Yanımda alçak, kasvetli bir fısıltı duyuldu.

Tanıdık bir sesti. Yavaşça başımı kaldırdım.

Beni yakalayan adam burada olmasını hiç beklemediğim bir adamdı. "E......Eclise?"

"Efendim."

İnorganik gözler beni yakaladı. "Sen, neden"

Dükalıkta olmalıydı. Neden buradaydı?

Refleks olarak hafızamı geri kazanmaya çalışırken aklımdan bir parça anı geçti.

-Kuzeye git. İsyancılarla temasa geç. Veliaht Prensi öldür ve imparatorluğun yeni hükümdarı sen ol.

Son karşılaştığımızda Eclise'in beyni Yvonne tarafından yıkanmıştı. Bunu duyduğunda, bir asi oldu.
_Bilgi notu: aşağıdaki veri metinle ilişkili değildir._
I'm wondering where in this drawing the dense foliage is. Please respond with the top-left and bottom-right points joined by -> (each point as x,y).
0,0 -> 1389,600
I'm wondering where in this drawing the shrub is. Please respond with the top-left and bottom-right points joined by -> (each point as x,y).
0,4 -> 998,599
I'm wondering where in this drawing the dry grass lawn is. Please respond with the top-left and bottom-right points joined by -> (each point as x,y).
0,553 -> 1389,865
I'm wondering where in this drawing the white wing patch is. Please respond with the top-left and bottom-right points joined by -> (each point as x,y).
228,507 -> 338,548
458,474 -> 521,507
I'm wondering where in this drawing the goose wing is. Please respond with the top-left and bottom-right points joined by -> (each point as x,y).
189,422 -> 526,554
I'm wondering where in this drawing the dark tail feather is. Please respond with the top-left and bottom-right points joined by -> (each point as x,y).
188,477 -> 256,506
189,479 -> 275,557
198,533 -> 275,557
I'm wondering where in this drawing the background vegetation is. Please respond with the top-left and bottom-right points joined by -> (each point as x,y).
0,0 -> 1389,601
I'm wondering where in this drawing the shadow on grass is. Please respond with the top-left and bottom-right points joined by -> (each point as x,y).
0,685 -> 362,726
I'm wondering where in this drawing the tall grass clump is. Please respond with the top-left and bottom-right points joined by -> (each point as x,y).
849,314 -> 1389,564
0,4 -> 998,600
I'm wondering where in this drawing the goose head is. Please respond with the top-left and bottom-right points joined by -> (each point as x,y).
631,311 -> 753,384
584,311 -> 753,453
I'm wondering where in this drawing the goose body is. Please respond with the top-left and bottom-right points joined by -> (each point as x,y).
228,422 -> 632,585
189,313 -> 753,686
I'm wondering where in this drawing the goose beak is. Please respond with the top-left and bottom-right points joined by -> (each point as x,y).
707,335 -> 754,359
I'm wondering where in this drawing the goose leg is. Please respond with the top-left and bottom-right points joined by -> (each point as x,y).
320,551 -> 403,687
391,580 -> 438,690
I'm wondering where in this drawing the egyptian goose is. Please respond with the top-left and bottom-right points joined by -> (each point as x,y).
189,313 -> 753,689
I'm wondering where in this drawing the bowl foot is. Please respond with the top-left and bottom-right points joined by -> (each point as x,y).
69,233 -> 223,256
Neden sürekli 'Delman' sesini hatırladığımı merak ediyordum ama onun bana baktığını gördüğümde şaşkınlıktan karnıma ağrılar girdi.

"Sen delisin."

"............."

"Bırakın beni. Bırakın beni!"

Vücudumu gevşetmek için mücadele ediyordum. Ama o kımıldamadı.

"Eğer mücadele ediyorsan canavarı kışkırtmak tehlikelidir." Sonra dizginleri çekerek beni kollarının arasına aldı.

huog-! Alçaktan uçan bir canavar yön değiştirdi.

Şiddetli rüzgâr yüzünden bir süre gözlerimi kapattım ve hemen ardından göğsüne bir yumruk atıp bağırdım.

"Delirdin mi sen? Beni sırtımdan bıçakladığın yetmedi, şimdi de beni cehenneme mi sürüklüyorsun?"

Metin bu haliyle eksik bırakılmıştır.